Michigan DNRE Awards Water Quality Monitoring Grants

Funding made available through Clean Michigan Initiative-Clean Water Fund
Aug. 10, 2010
2 min read

Michigan’s Department of Natural Resources and Environment awarded eight grants, totaling $247,795, to help universities, local governments and nonprofit organizations monitor the quality of Michigan's waters.

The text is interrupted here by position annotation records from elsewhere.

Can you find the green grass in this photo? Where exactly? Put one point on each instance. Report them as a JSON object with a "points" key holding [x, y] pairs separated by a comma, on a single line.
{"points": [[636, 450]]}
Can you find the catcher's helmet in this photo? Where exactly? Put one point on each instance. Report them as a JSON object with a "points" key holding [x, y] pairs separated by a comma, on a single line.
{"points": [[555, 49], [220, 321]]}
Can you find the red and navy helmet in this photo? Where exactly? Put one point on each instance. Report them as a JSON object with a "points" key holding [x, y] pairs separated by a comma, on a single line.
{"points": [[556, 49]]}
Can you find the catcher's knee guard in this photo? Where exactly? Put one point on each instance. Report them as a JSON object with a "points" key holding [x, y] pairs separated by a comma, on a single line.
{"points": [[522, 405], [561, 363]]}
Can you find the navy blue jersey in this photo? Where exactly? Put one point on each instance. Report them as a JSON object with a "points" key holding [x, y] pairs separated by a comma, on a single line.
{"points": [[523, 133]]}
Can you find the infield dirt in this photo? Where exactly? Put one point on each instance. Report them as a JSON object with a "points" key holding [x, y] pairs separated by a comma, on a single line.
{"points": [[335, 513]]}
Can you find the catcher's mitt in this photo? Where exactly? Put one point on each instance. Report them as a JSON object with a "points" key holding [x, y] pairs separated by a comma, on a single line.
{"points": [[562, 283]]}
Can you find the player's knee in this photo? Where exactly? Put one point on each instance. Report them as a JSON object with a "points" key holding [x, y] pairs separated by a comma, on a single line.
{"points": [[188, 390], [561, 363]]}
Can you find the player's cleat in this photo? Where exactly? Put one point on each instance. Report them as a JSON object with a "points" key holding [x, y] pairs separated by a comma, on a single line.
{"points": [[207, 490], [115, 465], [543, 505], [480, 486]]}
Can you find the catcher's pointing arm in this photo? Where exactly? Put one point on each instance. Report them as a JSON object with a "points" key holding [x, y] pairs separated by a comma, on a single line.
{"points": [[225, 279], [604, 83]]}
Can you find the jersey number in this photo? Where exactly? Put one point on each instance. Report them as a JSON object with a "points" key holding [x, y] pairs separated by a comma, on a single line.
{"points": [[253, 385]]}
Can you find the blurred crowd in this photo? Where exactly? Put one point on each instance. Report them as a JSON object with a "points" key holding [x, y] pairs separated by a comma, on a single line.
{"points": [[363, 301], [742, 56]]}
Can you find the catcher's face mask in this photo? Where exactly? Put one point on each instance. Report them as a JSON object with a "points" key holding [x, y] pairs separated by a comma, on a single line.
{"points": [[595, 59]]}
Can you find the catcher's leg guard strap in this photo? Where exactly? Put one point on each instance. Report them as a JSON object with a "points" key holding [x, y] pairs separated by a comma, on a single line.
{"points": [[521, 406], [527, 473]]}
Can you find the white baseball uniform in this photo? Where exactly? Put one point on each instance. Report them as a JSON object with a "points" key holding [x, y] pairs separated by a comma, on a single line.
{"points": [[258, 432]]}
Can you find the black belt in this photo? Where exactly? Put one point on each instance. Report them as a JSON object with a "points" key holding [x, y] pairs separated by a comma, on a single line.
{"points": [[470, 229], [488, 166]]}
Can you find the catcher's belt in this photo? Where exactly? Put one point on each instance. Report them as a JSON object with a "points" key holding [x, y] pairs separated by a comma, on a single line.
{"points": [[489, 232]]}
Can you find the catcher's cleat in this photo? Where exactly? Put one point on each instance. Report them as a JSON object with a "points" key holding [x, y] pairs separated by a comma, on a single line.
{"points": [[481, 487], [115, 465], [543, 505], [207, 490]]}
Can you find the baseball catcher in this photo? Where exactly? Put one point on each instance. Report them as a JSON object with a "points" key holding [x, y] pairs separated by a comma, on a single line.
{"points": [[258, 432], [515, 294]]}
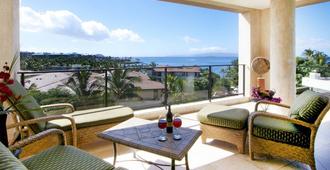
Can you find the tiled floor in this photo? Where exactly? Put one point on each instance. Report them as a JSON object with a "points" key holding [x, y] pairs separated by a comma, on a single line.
{"points": [[211, 156]]}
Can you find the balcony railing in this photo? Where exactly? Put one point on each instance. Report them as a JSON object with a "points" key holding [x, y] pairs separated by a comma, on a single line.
{"points": [[138, 88]]}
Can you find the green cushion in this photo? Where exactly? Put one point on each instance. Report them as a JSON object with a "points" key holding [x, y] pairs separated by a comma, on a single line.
{"points": [[65, 157], [8, 161], [308, 106], [223, 116], [281, 131], [27, 106], [94, 117]]}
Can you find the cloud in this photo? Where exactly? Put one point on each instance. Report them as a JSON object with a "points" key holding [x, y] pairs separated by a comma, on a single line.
{"points": [[67, 23], [190, 40], [319, 44], [212, 49], [125, 34]]}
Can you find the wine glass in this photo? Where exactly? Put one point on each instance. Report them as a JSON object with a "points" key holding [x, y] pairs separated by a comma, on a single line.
{"points": [[162, 124], [177, 122]]}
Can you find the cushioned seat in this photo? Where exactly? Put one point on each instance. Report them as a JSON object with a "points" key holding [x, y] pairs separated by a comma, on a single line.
{"points": [[289, 136], [94, 117], [281, 131], [224, 116], [65, 157], [8, 161], [224, 123]]}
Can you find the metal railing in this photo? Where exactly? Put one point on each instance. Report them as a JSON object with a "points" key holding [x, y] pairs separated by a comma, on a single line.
{"points": [[218, 85]]}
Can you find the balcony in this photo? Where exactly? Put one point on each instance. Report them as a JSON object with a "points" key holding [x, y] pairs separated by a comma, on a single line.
{"points": [[144, 87], [266, 28]]}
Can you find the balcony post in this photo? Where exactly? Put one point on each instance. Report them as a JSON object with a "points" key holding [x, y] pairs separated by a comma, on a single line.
{"points": [[166, 88], [9, 32], [209, 89], [282, 49], [106, 88]]}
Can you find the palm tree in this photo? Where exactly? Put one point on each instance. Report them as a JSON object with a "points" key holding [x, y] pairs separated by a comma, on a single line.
{"points": [[82, 84], [121, 85], [309, 54], [175, 86]]}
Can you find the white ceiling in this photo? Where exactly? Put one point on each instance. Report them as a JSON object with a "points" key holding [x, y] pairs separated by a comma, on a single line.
{"points": [[239, 5], [257, 4], [262, 4]]}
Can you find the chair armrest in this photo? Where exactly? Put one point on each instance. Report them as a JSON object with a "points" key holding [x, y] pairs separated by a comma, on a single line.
{"points": [[38, 137], [46, 119], [270, 103], [69, 107], [280, 117]]}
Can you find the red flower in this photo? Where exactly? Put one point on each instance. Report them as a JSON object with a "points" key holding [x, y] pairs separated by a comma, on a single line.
{"points": [[4, 89], [6, 76], [2, 75], [3, 98], [10, 81]]}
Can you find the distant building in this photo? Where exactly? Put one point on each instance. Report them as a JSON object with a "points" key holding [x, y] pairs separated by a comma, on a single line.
{"points": [[182, 72], [149, 89]]}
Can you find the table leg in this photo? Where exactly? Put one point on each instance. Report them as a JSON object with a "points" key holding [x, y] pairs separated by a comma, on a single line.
{"points": [[186, 160], [115, 153], [173, 164]]}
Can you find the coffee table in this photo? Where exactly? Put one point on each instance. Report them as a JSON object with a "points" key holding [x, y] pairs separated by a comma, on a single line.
{"points": [[143, 135]]}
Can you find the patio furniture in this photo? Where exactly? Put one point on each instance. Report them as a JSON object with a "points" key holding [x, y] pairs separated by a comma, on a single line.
{"points": [[291, 137], [57, 157], [80, 127], [143, 135], [224, 123]]}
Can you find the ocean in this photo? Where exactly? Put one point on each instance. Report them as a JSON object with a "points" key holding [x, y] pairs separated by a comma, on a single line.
{"points": [[187, 61]]}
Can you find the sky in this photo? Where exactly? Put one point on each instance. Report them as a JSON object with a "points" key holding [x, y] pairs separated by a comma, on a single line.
{"points": [[148, 28]]}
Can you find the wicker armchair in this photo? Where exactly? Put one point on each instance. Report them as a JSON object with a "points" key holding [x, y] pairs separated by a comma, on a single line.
{"points": [[289, 137], [59, 156], [80, 127]]}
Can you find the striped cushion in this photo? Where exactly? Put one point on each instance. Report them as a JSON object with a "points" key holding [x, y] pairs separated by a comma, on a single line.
{"points": [[66, 157], [281, 131], [223, 116], [308, 106], [8, 160]]}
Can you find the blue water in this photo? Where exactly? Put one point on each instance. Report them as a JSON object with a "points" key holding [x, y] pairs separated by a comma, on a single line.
{"points": [[187, 61]]}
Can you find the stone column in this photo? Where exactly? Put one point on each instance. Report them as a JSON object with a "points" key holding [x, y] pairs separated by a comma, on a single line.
{"points": [[282, 49], [253, 42], [9, 31]]}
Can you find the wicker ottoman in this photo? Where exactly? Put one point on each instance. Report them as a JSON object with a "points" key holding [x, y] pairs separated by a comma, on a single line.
{"points": [[224, 123]]}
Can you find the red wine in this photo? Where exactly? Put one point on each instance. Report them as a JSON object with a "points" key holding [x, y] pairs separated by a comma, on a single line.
{"points": [[177, 122], [169, 119], [162, 123]]}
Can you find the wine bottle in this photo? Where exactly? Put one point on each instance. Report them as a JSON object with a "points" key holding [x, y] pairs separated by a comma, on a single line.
{"points": [[169, 120]]}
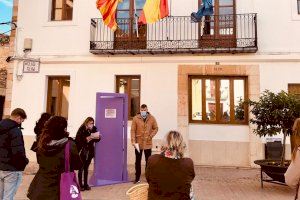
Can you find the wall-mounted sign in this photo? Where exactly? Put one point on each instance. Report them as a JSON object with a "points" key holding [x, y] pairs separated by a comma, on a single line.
{"points": [[31, 66], [110, 113]]}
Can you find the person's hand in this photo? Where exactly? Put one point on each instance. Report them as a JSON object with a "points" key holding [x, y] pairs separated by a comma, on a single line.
{"points": [[88, 138]]}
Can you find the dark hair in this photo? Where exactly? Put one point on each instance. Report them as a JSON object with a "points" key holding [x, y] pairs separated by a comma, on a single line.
{"points": [[54, 129], [86, 121], [41, 123], [19, 112], [143, 106]]}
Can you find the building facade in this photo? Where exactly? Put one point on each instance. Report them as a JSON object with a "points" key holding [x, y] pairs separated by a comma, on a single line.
{"points": [[191, 75]]}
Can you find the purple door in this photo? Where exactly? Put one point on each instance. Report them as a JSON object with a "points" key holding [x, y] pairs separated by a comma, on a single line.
{"points": [[111, 152]]}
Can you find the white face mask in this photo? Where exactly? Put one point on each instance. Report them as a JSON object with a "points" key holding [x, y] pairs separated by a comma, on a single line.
{"points": [[144, 114]]}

The recipients of these water quality monitoring grants are:
• Charter Township of Delhi: $21,557 to identify and prioritize sources and causes of pollutants in the Sycamore Creek section of the Red Cedar watershed and the Skinner Extension of the Grand River watershed;
• Chippewa County Health Department: $23,000 to conduct E. coli monitoring of the St. Marys River to evaluate water quality conditions and to identify potential sources of contamination;
• Clinton Conservation District: $29,235 to collect additional data and information for a stream bank erosion study in the Maple and Looking Glass rivers, tributaries to the Grand River. The data will be used to determine a more accurate method for estimating and predicting stream bank recession rates and annual sediment loading;
• Forum of Greater Kalamazoo: $47,779 to determine phosphorus dynamics in Morrow Lake, an impoundment of the Kalamazoo River upstream of Lake Allegan;
• Glen Lake Assn.: $14,344 to assess the effects of increased human activity in the Glen Lake watershed by conducting a water quality monitoring program;
• Kalamazoo County Health and Community Services Department: $34,000 to use an innovative technique to identify sources of E. coli in Arcadia and Bear Creeks in Kalamazoo County;
• Macatawa Area Coordinating Council: $50,442 to conduct forensic analyses of sediment samples collected from the Macatawa River watershed. This information will be used to determine the origin of the sediment within the watershed; and
• Watershed Center Grand Traverse Bay: $27,438 to develop and implement a sampling study to characterize the water quality in the Boardman River before, during and after the removal of three dams. The data collected has potential applicability to other dam-removal projects throughout the state.

Funding for these grants was made available through the Clean Michigan Initiative-Clean Water Fund.